Should I Blanket My Horse?

horse blanket cartoon

The upper Midwest experiences winter weather extremes with ambient air temperatures commonly dipping to -20° F to -30° F! Many horse owners' inclination is blanketing horses prior to exposure to the elements. Is this the proper management?

A horses thermoneutral zone (TNZ) is the air temperature range in which horses expend no energy to maintain a normal body temperatures of 99° to 101° F. The lower critical temperature (LCT) is the lowest temperature in the TNZ, below which horses increase metabolic rates and expend energy to maintain normal body temperature. Research suggests healthy, adult horses have a wide LCT, from 41° F for horses in mild climates to 5° F in natural-coated, un-clipped horses adapted to colder temperatures.

Factors influencing a given horse's TNZ include ambient air temperature, wind, sunlight, moisture, and air temperature that the horse is acclimated to. We are all familiar with the incredible winter coats horses grow. Thick coats provide a tremendous insulation factor. Wind and moisture, in the form of rain or melted snow, are common factors influencing a given horse's TNZ. Keep in mind that young, thin, and older horses are less cold tolerant.

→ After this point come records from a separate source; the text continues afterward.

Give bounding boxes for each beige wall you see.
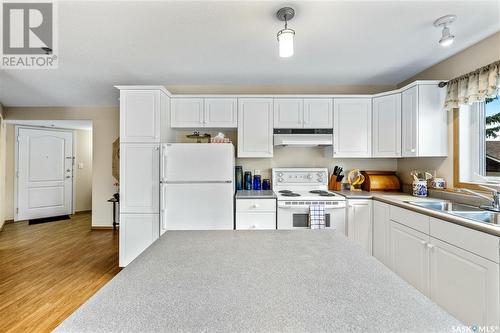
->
[398,32,500,187]
[0,104,6,230]
[74,130,92,212]
[5,107,120,226]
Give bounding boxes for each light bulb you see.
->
[439,26,455,47]
[278,29,295,58]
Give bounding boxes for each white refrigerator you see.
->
[160,143,234,234]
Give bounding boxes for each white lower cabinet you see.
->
[389,221,429,295]
[119,214,160,267]
[429,237,500,326]
[373,201,390,267]
[347,199,373,254]
[236,199,276,230]
[373,202,500,326]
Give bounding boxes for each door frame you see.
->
[13,125,76,221]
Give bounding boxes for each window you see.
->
[455,96,500,183]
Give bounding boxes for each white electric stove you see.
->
[272,168,346,234]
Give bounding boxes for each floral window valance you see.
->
[444,60,500,110]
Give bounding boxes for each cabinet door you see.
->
[373,201,390,266]
[170,98,204,127]
[390,221,429,296]
[304,98,333,128]
[274,98,304,128]
[347,199,373,254]
[120,90,161,143]
[401,86,418,157]
[430,238,500,326]
[373,94,401,157]
[238,98,273,157]
[120,143,160,213]
[119,214,159,267]
[333,98,372,157]
[205,98,238,128]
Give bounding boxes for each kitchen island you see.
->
[56,230,461,332]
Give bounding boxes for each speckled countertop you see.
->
[235,190,276,199]
[336,191,500,237]
[56,230,461,332]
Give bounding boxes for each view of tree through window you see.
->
[483,96,500,177]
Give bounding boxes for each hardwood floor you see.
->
[0,213,120,332]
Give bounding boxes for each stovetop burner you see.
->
[280,191,300,197]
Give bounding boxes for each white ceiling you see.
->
[5,119,92,131]
[0,0,500,106]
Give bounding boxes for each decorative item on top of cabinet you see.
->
[361,171,401,191]
[238,98,273,157]
[373,93,401,157]
[401,82,448,157]
[333,98,372,157]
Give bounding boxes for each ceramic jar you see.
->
[431,178,446,190]
[413,180,428,197]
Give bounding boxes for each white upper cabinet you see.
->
[171,97,238,128]
[171,98,204,127]
[238,98,273,157]
[333,98,372,157]
[204,98,238,128]
[373,93,401,157]
[120,143,160,214]
[120,90,161,143]
[274,98,304,128]
[274,98,333,128]
[304,98,333,128]
[401,83,448,157]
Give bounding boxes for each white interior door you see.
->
[15,127,73,221]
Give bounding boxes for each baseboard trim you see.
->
[91,225,118,230]
[73,209,92,215]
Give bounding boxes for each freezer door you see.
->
[162,143,234,183]
[165,183,234,230]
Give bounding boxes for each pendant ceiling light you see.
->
[276,7,295,58]
[434,15,457,47]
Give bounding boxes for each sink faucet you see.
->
[458,185,500,212]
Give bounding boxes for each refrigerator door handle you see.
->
[164,180,233,184]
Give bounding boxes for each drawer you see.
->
[236,199,276,212]
[389,206,429,235]
[430,218,500,263]
[236,213,276,230]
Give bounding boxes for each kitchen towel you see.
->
[309,205,325,229]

Cold Weather Management Recommendations

  • A waterproof blanket provides great protection for horses living outside all the time. Remove the blanket every few days for cleaning to minimize risk for skin fungal infections. Be prepared to rotate blankets, and replace wet blankets with clean dry blankets.

  • Shelter from snow, wind, and winter rain is recommended. This allows horses to stay dry which helps them stay warm. Barns or run-in sheds with raised floors are optimal.  

  • Gradually acclimate horses to extreme cold temperatures. Full acclimation takes about 21 days.

  • Research confirms cold weather increases dietary energy requirements. Feeding free choice, good quality hay is a simple method providing additional digestible energy in mature, idle horses experiencing ambient air temperatures below their LCT.

  • Maintain free choice access to non-frozen water. Many horses don't desire to drink "ice-cold" water. There are numerous types of water heaters capable of maintaining drinking water slightly above freezing temperature.

  • Ensure horses receive adequate vitamin/mineral supplementation, including salt! Allow free choice access or add one tablespoon daily to the horse's grain mix. Feed plain, white, granular livestock salt with no mineral added. Top-dress appropriate vitamin/mineral supplement to the grain serving.

Simply said, the following three things will decrease cold stress in your horse:

  1. Provide areas for horses to get out of the wind chill.
  2. Keep your horse dry.
  3. Increase dietary energy to provide more calories for the horse to stay warm.

And the bottom line: blanketing can be an important management tool to reduce cold stress in horses experiencing winter weather extremes!